Cemented tailings backfill is generally prepared by mixing waste mining tailings, water, and cement to give designed outcomes. The CTB preparation recipe with 20 wt.% water (by total mass) and 80 wt.% solids (by total mass), which contains 6 wt.% (by solids mass) binder proportion (Portland cement : fly ash 4:1), was recommended for the Sustainable Mining by Drilling (SMD) Project. However, due to the relatively high cost of Portland cement, investigations of the use of lower binder proportions and optimization of backfill strength development were carried out. In this paper, the effects of (i) lower binder proportions (2 wt.% and 4 wt.% by solids mass), and (ii) internal vibration on the designed CTB density, unconfined compressive strength (UCS), tensile strength, and the amount of tailings usage were evaluated.
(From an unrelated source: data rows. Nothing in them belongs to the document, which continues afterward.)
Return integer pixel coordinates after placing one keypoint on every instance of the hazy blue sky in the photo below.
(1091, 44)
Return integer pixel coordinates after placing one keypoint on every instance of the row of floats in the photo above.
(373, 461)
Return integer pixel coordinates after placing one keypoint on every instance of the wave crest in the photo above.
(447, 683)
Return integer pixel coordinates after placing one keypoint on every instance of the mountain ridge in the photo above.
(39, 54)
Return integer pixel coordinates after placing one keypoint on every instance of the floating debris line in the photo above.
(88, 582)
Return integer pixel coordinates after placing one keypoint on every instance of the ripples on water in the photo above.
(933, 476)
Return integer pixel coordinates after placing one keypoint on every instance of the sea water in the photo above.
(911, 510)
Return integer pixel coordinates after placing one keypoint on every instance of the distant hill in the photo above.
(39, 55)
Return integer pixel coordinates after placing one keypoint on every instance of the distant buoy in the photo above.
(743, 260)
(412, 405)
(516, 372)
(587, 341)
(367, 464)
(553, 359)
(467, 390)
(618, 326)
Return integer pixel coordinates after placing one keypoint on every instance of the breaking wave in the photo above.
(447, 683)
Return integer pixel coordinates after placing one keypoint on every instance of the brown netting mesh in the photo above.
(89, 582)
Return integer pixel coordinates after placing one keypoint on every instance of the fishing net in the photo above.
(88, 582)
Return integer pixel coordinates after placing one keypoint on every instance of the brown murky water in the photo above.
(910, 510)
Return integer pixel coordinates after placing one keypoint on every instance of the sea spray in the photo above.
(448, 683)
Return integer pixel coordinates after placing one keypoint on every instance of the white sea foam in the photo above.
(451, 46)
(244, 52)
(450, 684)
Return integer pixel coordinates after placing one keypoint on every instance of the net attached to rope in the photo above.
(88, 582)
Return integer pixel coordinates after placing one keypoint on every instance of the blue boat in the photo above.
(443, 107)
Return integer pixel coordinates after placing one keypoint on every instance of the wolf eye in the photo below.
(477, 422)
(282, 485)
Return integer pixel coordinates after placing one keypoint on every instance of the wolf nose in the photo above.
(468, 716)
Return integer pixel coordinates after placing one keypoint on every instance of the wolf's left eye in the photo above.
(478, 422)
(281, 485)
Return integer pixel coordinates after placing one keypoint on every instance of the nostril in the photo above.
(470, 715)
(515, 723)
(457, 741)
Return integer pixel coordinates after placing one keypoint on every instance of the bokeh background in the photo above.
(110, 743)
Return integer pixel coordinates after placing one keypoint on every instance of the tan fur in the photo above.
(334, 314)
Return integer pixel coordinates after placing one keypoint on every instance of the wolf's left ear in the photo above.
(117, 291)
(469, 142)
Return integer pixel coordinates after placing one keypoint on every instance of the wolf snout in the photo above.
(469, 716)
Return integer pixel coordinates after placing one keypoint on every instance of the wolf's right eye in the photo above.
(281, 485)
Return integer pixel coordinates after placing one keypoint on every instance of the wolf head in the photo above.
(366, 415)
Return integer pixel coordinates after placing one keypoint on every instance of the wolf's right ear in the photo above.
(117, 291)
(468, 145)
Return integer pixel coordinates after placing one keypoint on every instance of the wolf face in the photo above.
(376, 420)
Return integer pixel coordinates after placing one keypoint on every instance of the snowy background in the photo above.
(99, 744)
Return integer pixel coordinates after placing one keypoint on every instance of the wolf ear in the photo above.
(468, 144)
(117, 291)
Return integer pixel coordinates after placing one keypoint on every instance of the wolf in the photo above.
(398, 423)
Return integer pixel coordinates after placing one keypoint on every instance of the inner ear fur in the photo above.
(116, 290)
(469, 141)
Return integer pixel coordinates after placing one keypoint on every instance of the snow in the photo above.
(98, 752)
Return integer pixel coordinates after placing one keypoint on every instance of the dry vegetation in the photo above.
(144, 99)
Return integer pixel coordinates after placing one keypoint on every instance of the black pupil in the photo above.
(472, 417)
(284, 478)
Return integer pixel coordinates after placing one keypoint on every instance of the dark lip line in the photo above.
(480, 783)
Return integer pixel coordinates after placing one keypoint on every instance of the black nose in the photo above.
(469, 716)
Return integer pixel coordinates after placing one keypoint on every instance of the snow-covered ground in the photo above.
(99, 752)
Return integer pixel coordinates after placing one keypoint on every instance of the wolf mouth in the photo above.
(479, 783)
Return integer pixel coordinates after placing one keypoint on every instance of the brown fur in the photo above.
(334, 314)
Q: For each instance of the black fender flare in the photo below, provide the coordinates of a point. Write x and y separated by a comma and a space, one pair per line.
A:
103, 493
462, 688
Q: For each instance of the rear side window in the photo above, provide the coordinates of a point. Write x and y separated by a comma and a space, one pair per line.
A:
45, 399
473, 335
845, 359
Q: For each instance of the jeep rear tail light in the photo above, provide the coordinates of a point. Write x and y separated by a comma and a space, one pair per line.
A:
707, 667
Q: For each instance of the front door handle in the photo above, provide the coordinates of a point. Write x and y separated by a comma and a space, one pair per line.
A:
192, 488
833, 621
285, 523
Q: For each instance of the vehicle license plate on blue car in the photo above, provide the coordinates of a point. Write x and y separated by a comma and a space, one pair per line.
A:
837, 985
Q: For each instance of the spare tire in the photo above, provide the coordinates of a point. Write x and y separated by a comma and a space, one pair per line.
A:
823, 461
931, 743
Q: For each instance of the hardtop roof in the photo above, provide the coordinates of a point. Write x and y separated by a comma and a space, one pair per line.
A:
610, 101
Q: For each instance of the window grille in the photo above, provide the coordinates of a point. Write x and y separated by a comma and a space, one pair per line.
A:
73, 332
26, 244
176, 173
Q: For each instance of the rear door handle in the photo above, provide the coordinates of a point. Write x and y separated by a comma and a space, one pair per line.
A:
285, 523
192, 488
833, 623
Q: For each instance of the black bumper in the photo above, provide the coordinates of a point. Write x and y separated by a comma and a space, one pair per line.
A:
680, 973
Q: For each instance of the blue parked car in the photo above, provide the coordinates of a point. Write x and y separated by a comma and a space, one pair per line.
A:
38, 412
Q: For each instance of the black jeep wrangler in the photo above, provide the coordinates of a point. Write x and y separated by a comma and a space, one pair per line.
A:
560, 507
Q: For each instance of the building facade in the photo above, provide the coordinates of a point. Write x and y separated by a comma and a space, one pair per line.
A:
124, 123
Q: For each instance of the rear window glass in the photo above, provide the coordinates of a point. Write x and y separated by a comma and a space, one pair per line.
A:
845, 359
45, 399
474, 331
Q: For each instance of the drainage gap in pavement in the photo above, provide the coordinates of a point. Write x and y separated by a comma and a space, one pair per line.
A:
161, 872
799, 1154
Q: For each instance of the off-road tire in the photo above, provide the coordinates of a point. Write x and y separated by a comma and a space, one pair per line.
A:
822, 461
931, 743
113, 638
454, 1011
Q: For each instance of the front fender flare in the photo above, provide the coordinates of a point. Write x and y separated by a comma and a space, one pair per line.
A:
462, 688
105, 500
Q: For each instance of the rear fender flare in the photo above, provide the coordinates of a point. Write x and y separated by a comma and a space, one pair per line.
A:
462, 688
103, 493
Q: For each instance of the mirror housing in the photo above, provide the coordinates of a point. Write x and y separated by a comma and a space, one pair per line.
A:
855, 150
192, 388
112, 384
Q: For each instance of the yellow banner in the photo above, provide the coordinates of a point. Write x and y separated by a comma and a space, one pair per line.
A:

The results showed that the 4 wt.% binder backfill specimens obtained 1.035 (avg.) MPa compressive strength after 28 days curing time, which reached the designed target compressive strength of CTB. The results also showed that the fully vibrated CTB specimens possessed 14.7% higher density and 57.1% higher compressive strength than the specimens without vibration, which means that an extra 10.9% tailings can be placed into extracted wellbore when the CTB is fully vibrated. This behaviour allows more tailings to be securely placed underground and further reduces the surface tailings impoundment requirements and the costs of tailings disposal for the mining industry.

1. Introduction

Mining industry produces extracted voids in varying shapes, including stopes, tunnels, goafs, and gob voids. The extracted voids create instability risks for the excavation of adjacent pillars holding minerals, along with a subsidence danger for on-the-ground personnel and machinery during mining activities or after a mine has been decommissioned. Collapse of the created voids is one of the main factors in rock burst and potential land subsidence (Helm et al., 2013; Wang et al., 2013). Over the last few decades, the volume of tailings being generated increased dramatically due to the increase in the demand for minerals and metals and the mining of many low-grade ores. Mining industry faces the daunting challenge of environmental issues associated with the management of tailings.